International development is fixated with impact. But how do we know we’re all talking about the same thing?

Whether we like it or not, international development is fixated with impact. It’s part of almost every conversation about a development programme and none of us can ignore it. But how do we know we’re all talking about the same thing? ‘Impact’ is a term we use so often in so many different contexts, has it lost its meaning – and is it still useful?

This is what we found in The Methods Lab research project. When we first set out to develop and test innovative approaches to impact evaluation, we expected there would be most need for innovation around data analysis and causal inference. But, working with several aid programmes, we found there was confusion around what ‘impact’ meant, and that the greatest need was for support on the up-front parts of evaluation planning – and the definition of this term in particular.

Defining impact

The Oxford English dictionary gives two definitions of the word impact: ‘the action of one object coming forcibly into contact with another’ and ‘a marked effect or influence’.

These alternate meanings describe fundamentally different views of causality and evoke very different images. This mirrors how the term is used in international development; the two most widely used definitions of impact show a similar divergence of perspectives:

The counterfactual definition from statistics and econometrics defines impact by the measured difference of a predefined indicator (e.g. school test score) with the intervention and without the intervention. The OECD-DAC definition, on the other hand, defines impact much more broadly in terms of any long-term effect, whether intended, unintended, positive, negative, direct or indirect. In the words of our colleague Rick Davies, the former understanding looks for ‘causes of an effect’ and the latter looks for ‘effects of a cause’.

To add to the confusion, many agencies have their own definitions, which usually derive from one or other of these and, at the project or programme level, will usually be defined using a results chain model that distinguishes impact level results from outcome and output level results. The upshot of this is that we have a wide variety of things being labelled as impact.

Why is this a problem?

In programme design, discussions about impact set the aspirations for a programme and help to build cooperation, inform investment decisions, and are used to identify risks. During or after a programme, the way impact is defined will affect how its success or failure is perceived, and who takes credit or blame. And this then affects what we learn from the programme to help adapt it or contribute to other programmes.

Our approach is to use a common language, created by asking a series of questions. We have identified six varying characteristics of impact to increase understanding when using this term:

  1. Application. When you use the term impact: are you describing the goals; are you forecasting what kind of effects might be expected; or are you describing actual observed or measured change?
  2. Scope. Are you narrowing your description of impact to one or a few pre-defined variables (for instance, economic growth, household income, school test scores) or are you taking an open perspective of impact and looking at as many variables as makes sense so as to make a useful judgement?
  3. Subject and level of change.
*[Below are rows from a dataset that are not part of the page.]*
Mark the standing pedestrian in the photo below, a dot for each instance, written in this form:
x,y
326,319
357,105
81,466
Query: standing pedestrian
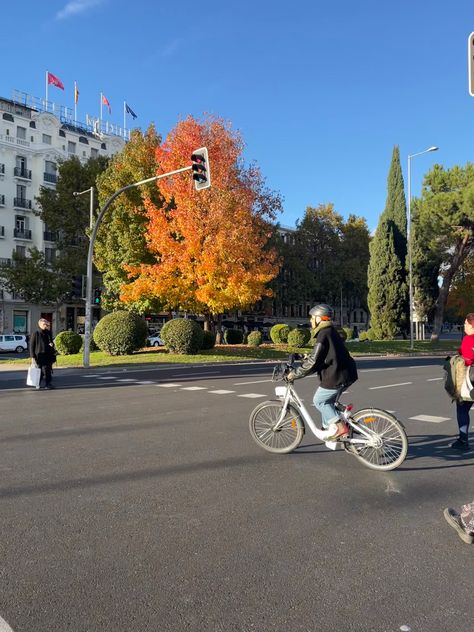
x,y
466,350
42,352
Where are you looking for impact: at the level of individual citizens, households, sub-groups or communities, at organisations or institutions, at sectors, at the environment?
  4. Degrees of separation. How direct is the link between the intervention and impact as you define it; can impact occur close to the intervention or is it always several steps removed? How certain is the causal link: does there have to be existing theory or empirical evidence for causal links or can impact occur in completely unexpected places?
  5. Immediacy, rate and durability of change. Is your understanding of impact static (that is, ‘this project had this much impact’) or can impact vary over time? And is it always a long time before impact can be observed?
  6. Homogeneity of benefits. Is impact a uniform or ‘average’ property, or does it vary across population groups or institutions with different experiences of benefits?

By thinking across these six dimensions of impact we can begin to find a middle ground between the econometric definition of impact and the very broad OECD-DAC definition – and be able to defend a contextually appropriate understanding of impact.

The Methods Lab paper, What is impact?, provides more detail on these six dimensions of impact and suggests two other frameworks: the ‘impact possibility continuum’ and five uses of impact.